Gerou controvérsia quando foi lançado em Março, com alguns a chamar-lhe uma “rede social distópica” mas a verdade é que está a crescer. Mas o criador da app, e a rede mais vasta a que pertence, disse que há um “renascimento” dos conceitos, que sustenta no facto de qualquer utilizador pode ser recompensado pelas suas reflexões, música ou simples presença através de tokens ou “gorjeta sem fricção” (“frictionless tipping”), com um botão de diamante que permite a outros partilharem um pouco de criptograma dependendo da apreciação do que quer que faça ou diga. “A grande maioria dos benefícios vai para os criadores mais pequenos que as pessoas sempre quiseram apoiar”, reitera Al-Naji. “Aqui basta atirar-lhes alguns diamantes, ou comprar a sua moeda, o que pode ser considerado um investimento”.

Regras antigas... novas ferramentas

Na Securities and Exchange Commission, a Comissão de Valores Mobiliários dos Estados Unidos, a função de Gary Gensler é assegurar que as empresas criptográficas operam dentro de um quadro regulamentar. Para desgosto de muitos apoiantes da Web3, Gensler, o presidente da agência acredita que as regras antigas ainda se aplicam às novas ferramentas o que implica que muitos, se não a maioria, dos activos criptográficos serão títulos que, mais tarde ou mais cedo, deverão ter de ser registados para assegurar as divulgações adequadas e a protecção dos investidores, com todos os custos e escrutínio que isso implica.

Independentemente do seu estatuto legal, a utilidade de alguns sistemas baseados em blockchain está a ser debatida, e não é pouco, ao contrário do que se possa pensar. “Normalmente há uma razão pela qual as pessoas querem ter um registo centralizado”, dizia Gensler à DealBook em entrevista, observando que os registos distribuídos mantidos por milhares de computadores acabam por ter “custos”.

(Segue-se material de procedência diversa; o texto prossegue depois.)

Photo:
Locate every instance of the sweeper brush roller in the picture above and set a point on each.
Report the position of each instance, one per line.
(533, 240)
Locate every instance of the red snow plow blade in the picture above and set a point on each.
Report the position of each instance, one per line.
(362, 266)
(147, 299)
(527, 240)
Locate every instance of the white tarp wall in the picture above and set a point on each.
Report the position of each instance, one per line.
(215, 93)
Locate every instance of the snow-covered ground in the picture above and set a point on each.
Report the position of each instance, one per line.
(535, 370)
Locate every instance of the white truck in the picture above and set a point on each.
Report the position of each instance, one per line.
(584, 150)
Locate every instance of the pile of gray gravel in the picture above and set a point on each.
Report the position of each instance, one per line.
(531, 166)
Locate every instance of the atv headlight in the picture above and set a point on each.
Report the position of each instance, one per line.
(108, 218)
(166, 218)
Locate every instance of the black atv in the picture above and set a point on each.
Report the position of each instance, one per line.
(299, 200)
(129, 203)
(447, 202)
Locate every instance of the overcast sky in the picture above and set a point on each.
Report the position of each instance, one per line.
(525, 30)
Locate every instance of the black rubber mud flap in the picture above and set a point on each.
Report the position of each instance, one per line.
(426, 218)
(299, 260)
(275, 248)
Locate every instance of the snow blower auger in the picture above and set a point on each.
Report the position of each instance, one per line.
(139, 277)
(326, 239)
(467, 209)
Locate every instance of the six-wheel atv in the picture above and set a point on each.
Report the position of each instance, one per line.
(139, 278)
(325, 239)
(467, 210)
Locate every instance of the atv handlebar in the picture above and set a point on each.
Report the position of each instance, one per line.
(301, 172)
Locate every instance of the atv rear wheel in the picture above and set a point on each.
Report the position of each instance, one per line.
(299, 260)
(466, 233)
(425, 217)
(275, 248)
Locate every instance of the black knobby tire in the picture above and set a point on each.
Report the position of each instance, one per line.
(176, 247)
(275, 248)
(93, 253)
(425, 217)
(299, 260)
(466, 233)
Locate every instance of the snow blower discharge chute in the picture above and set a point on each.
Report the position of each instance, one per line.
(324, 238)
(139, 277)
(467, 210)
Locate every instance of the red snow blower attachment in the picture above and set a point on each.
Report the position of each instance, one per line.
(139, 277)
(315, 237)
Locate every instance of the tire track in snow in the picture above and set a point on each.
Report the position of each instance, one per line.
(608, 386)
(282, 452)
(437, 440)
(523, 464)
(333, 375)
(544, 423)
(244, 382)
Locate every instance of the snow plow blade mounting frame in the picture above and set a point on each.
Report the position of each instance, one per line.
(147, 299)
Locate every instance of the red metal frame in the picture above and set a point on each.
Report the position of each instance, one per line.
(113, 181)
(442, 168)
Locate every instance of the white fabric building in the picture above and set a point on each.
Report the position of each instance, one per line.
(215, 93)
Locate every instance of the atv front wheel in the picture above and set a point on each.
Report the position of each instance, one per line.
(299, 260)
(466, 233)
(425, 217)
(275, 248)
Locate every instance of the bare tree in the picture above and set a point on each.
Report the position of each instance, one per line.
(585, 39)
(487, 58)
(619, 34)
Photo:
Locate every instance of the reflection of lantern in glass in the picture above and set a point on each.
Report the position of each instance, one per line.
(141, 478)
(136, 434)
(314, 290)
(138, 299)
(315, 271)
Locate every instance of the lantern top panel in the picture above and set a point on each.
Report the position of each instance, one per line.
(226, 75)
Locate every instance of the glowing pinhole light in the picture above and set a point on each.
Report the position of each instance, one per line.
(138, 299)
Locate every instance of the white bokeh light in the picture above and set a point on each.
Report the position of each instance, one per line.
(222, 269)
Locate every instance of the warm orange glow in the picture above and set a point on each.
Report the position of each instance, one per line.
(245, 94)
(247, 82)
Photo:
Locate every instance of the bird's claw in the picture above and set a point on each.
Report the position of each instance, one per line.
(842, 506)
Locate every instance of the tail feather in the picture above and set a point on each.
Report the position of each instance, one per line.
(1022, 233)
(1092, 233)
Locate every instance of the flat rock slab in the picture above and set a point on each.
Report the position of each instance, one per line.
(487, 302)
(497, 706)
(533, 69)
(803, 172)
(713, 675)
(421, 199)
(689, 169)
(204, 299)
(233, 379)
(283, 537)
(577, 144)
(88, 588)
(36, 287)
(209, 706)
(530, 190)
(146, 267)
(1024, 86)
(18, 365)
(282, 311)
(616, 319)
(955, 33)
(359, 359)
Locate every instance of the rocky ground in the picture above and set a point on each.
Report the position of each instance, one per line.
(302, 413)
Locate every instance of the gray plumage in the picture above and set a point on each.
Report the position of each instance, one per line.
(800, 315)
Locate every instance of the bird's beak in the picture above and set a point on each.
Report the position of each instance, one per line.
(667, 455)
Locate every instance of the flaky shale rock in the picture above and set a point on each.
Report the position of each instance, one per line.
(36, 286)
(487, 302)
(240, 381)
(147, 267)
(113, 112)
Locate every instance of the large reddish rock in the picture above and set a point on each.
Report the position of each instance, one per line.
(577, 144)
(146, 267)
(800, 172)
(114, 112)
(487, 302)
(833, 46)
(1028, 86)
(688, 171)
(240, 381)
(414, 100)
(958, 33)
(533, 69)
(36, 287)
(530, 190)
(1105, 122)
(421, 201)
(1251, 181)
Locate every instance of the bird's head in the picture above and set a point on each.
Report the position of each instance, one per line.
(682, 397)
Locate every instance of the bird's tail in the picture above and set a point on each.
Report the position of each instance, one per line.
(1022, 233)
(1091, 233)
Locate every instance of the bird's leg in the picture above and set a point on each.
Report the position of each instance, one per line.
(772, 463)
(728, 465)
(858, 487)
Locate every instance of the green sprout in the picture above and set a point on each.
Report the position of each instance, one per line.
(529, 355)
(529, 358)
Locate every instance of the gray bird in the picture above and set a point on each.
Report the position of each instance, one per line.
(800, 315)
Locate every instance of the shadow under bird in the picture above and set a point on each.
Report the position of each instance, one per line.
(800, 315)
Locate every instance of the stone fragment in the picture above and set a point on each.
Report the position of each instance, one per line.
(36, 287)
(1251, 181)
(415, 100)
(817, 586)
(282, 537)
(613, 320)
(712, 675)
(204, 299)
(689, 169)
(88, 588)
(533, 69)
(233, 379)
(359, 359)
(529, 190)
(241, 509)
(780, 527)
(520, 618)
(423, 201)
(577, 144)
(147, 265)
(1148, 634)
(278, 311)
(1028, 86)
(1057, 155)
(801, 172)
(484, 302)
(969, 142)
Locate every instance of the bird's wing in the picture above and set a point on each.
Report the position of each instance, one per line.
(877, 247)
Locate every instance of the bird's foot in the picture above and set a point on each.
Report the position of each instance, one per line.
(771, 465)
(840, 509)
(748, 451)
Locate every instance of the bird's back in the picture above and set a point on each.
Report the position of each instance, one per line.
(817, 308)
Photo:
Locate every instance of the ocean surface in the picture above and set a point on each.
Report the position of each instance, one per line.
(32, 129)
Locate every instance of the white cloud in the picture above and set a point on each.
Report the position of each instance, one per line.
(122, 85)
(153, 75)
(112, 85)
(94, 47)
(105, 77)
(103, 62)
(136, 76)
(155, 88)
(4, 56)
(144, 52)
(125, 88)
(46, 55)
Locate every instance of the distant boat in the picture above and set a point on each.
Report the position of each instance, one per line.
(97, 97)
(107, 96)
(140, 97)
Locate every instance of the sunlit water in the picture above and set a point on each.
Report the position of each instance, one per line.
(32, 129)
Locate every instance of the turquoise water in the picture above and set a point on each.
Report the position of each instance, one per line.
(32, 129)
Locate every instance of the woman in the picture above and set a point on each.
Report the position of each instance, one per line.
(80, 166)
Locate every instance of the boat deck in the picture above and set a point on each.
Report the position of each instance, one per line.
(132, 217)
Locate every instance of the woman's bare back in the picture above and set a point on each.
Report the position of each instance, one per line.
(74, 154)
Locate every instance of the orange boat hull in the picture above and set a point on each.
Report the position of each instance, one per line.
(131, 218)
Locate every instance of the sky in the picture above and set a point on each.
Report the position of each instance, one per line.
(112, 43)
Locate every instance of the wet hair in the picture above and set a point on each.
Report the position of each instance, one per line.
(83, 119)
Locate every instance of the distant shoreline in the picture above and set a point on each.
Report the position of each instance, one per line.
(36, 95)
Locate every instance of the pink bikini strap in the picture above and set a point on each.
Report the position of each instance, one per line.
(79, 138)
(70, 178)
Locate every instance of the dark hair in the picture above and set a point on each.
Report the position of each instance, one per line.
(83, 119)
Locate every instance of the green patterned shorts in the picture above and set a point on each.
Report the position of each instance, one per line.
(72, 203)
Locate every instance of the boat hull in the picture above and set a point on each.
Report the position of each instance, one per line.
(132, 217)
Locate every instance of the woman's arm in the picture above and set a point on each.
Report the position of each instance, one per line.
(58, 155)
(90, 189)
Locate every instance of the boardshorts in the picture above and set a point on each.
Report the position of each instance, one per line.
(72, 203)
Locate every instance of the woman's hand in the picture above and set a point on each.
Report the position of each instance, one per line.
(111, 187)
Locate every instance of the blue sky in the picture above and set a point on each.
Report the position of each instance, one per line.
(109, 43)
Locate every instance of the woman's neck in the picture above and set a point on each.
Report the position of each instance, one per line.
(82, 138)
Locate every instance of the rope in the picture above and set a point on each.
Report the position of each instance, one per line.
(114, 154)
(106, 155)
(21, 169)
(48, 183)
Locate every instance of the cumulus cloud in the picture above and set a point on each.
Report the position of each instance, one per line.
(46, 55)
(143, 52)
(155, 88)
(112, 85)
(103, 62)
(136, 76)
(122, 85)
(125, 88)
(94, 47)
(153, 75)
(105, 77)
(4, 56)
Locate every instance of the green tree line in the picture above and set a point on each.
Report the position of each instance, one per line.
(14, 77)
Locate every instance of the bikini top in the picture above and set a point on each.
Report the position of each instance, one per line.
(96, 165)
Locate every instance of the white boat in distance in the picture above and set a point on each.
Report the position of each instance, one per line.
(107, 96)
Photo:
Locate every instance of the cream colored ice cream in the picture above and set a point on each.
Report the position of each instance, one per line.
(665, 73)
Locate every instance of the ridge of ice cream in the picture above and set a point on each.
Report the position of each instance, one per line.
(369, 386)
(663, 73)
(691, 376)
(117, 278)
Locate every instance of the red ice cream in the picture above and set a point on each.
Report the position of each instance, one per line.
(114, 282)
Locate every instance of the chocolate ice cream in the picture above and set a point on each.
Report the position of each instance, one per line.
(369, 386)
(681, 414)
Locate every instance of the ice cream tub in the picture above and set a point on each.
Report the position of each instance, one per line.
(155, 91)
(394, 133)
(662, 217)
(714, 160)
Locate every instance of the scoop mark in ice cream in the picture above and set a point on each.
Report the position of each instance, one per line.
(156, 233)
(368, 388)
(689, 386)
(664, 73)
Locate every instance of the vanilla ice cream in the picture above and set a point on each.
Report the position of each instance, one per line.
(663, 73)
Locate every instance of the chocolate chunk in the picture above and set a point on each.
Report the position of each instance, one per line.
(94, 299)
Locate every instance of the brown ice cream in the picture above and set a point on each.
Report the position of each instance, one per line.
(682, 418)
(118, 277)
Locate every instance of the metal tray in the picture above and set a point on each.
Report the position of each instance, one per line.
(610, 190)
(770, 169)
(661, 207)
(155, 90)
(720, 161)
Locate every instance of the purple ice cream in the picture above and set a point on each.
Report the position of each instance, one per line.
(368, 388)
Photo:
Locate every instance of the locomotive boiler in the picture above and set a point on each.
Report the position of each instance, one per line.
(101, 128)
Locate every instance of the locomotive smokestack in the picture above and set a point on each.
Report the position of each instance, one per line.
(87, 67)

Sobre a moeda, prossegue, “associo-me mais à opinião de Platão sobre dinheiro do que à de Aristóteles”, assinalou na mesma entrevista. Aristóteles, continua, “acreditava que o dinheiro tinha quatro características — portabilidade, durabilidade, divisibilidade e valor intrínseco. Mas Platão só aceitou as três primeiras, e defendia que não tinha valor inerente, e que era apenas um símbolo”.

Quando ministrou cursos sobre criptofinanciamento no Massachusetts Institute of Technology (MIT) pouco antes de liderar a Agência, Gensler disse aos seus alunos para perguntarem: “Onde está a proposta de valor? Será que todas as fichas criptográficas que estão a competir com o dólar, ou a formar a base de uma aplicação, são de facto valiosas? A resposta à pergunta vale bem mais do que um milhão de dólares. “Talvez”, diz. “Mas haverá espaço para 6000 delas? É altamente improvável”.